142 A.D.2d 666 | N.Y. App. Div. | 1988
Motion by Albert Harris, Jr., the executor of the estate of H. Spencer Kupperman who was the plaintiff-respondent on an appeal from an order and judgment (one paper) of the Supreme Court, Kings County, dated May 16, 1986, for (1) substitution of himself for H. Spencer Kupperman as plaintiff-respondent, (2) the reissuance of a decision and order of this court dated May 26, 1987 [130 AD2d 719], which affirmed the order and judgment of the Supreme Court, Kings County,
Now on the papers filed in support and in opposition, it is,
Ordered that the motion is granted to the extent that (1) Albert Harris, Jr., as executor of the estate of H. Spencer Kupperman, is substituted for H. Spencer Kupperman as plaintiff-respondent, and the title of the action is amended accordingly, (2) Albert Harris, Jr. is given the right to inspect the premises upon written notice of not less than three days to be given the defendant-appellant, (3) the notice of pendency is extended for 20 days after service upon the defendant-appellant of a copy of this decision and order, and (4) the decision and order of this court, dated May 26, 1987, is recalled and vacated, and the following decision and order in favor of Albert Harris, Jr. is substituted therefor:
In an action, inter alia, for specific performance of a contract for the sale of real property, the defendant appeals from an order and judgment (one paper) of the Supreme Court, Kings County (Golden, J.), dated May 16, 1986, which granted the plaintiffs motion for summary judgment and directed specific performance of the contract by the defendant.
Ordered that the order and judgment is affirmed, with costs, and the defendant’s time to specifically perform the contract of sale is extended until 20 days after service upon him of a copy of this decision and order, with notice of entry.
The terms of the standard real estate contract of sale and the attached rider are unambiguous and represent the clear intentions of the parties (Chimart Assocs. v Paul, 66 NY2d 570; Laba v Carey, 29 NY2d 302, rearg denied 30 NY2d 694; Levine v Shell Oil Co., 28 NY2d 205).

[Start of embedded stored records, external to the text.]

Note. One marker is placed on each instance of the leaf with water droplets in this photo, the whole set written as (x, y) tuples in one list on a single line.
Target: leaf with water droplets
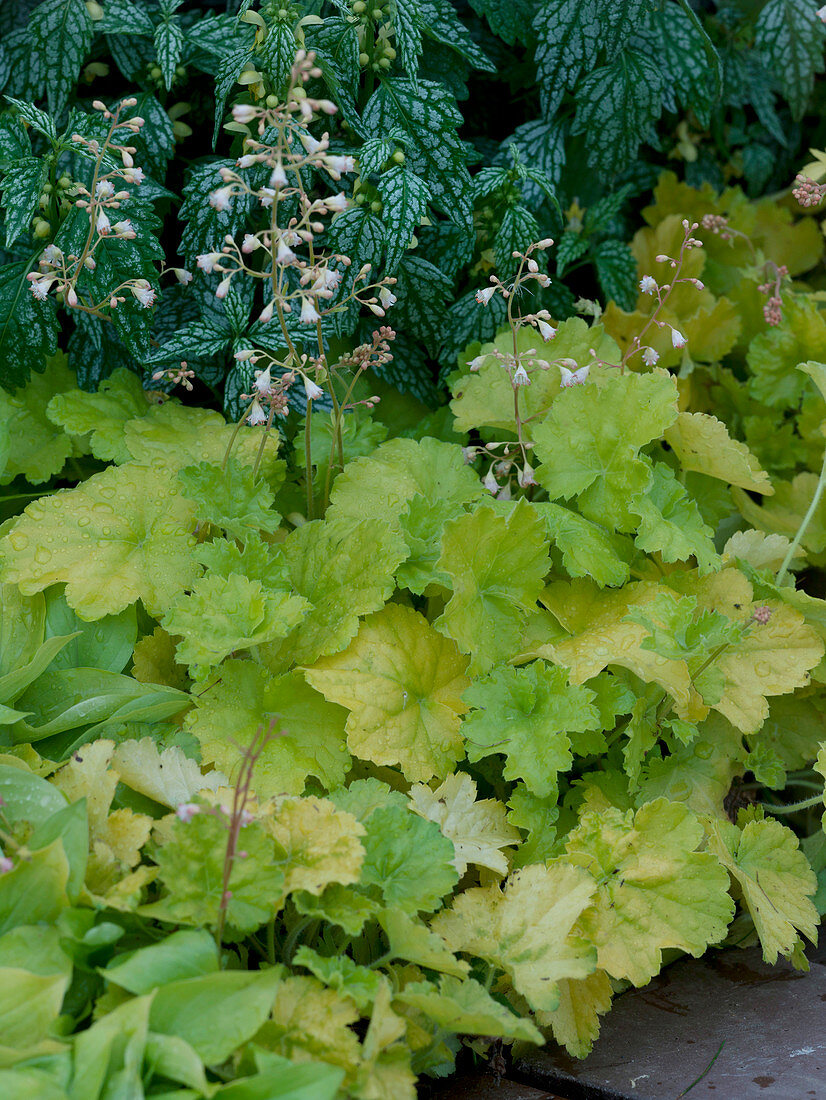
[(122, 535)]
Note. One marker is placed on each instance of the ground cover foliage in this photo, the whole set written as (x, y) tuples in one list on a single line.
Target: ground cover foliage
[(341, 737)]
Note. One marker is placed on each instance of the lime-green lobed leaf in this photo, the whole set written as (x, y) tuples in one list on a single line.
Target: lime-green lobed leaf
[(344, 569), (526, 928), (654, 889), (123, 535), (309, 730), (496, 568), (403, 683), (775, 879), (102, 415), (526, 716), (591, 440), (190, 864), (230, 498), (221, 615), (36, 449), (381, 484)]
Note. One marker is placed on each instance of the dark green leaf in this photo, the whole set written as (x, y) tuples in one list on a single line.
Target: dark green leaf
[(36, 119), (517, 231), (28, 328), (616, 105), (229, 70), (62, 31), (791, 37), (569, 35), (439, 21), (421, 290), (617, 271), (405, 199), (123, 17), (508, 19), (542, 147), (277, 55), (21, 189), (168, 47), (430, 120), (469, 321)]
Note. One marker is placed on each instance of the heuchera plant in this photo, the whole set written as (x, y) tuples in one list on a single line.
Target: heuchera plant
[(461, 756)]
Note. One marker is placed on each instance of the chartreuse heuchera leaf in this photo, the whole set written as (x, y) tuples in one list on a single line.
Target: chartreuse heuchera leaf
[(121, 536), (496, 567), (403, 683), (590, 443)]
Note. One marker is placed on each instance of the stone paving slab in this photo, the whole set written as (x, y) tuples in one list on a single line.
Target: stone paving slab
[(486, 1087), (766, 1025)]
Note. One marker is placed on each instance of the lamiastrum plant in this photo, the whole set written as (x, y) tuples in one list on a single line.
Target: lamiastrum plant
[(343, 735)]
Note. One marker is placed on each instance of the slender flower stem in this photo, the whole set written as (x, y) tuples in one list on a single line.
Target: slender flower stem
[(802, 529)]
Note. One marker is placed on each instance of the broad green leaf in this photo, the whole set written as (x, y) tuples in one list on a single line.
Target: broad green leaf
[(92, 700), (403, 683), (106, 645), (168, 47), (37, 450), (702, 443), (575, 1023), (122, 535), (190, 869), (426, 112), (775, 879), (464, 1007), (186, 954), (34, 890), (405, 198), (309, 730), (166, 776), (526, 715), (339, 972), (791, 37), (590, 443), (586, 548), (569, 35), (381, 484), (413, 941), (670, 523), (28, 327), (102, 415), (28, 798), (616, 105), (344, 569), (217, 1012), (478, 828), (526, 930), (230, 498), (321, 843), (62, 31), (496, 568), (222, 615), (21, 189), (654, 890), (408, 859), (111, 1048)]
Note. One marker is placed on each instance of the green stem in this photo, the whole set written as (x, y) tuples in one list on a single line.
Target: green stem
[(802, 529), (794, 806), (308, 457)]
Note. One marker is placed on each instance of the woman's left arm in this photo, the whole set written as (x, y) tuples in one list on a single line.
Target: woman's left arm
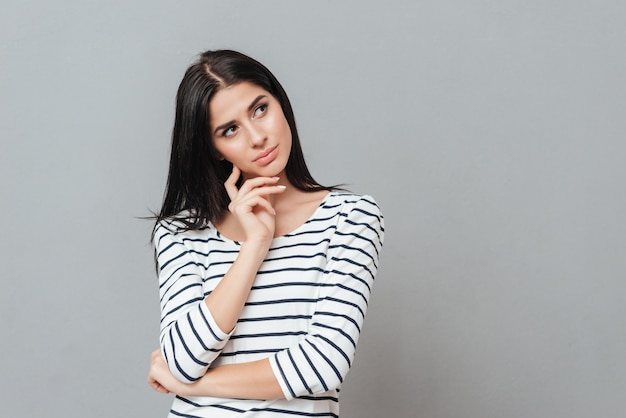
[(252, 380)]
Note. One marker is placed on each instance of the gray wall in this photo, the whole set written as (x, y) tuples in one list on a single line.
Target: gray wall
[(491, 133)]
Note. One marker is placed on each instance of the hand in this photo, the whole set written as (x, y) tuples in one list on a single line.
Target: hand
[(161, 379), (251, 205)]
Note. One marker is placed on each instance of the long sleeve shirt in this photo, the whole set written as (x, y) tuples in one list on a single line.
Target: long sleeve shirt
[(304, 313)]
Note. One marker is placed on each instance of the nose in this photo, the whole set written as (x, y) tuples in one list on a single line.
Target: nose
[(256, 136)]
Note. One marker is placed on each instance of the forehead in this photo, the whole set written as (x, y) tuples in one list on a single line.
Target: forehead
[(230, 102)]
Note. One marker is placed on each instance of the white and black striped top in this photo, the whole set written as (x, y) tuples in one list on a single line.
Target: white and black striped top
[(305, 310)]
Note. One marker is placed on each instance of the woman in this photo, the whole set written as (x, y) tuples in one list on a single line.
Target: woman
[(264, 274)]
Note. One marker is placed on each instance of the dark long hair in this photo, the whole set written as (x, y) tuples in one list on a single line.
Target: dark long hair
[(196, 176)]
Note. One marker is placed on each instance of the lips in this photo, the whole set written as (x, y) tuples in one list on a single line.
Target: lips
[(267, 156)]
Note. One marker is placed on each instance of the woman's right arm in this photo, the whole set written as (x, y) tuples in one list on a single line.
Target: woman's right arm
[(194, 328)]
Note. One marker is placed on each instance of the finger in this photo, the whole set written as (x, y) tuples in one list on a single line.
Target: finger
[(231, 182), (156, 385)]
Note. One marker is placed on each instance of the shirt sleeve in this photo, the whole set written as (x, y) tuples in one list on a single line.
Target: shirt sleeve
[(322, 359), (190, 337)]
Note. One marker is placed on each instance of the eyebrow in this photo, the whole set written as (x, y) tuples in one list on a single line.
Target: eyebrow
[(254, 103)]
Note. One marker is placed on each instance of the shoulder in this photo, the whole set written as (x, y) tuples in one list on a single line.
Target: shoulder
[(354, 204)]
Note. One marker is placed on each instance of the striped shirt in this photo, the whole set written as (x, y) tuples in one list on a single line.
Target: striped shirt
[(304, 312)]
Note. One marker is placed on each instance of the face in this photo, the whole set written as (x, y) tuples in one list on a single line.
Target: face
[(249, 129)]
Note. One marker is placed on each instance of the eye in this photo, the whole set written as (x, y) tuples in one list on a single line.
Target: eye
[(260, 110), (230, 131)]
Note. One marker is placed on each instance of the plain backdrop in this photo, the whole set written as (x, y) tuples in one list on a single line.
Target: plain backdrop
[(490, 132)]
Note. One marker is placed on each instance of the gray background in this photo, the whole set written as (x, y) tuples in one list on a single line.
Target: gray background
[(490, 132)]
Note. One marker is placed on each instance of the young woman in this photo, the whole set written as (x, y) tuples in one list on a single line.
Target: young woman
[(264, 274)]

The defendant’s assertion of an apparent contradiction between the contractual provision that the premises would be transferred free of violations at closing and the "as is” clause is without merit. Courts will not adopt interpretations of a contract which would render it without force and effect (see, Laba v Carey, supra, at 308), particularly in the presence of a merger clause in that contract. Under the circumstances, the Supreme Court properly precluded the defendant from introducing parol evidence to contradict or modify the contract (see, Fogelson v Rackfay Constr. Co., 300 NY 334, rearg denied 301 NY 552; Katz v American Tech. Indus., 96 AD2d 932).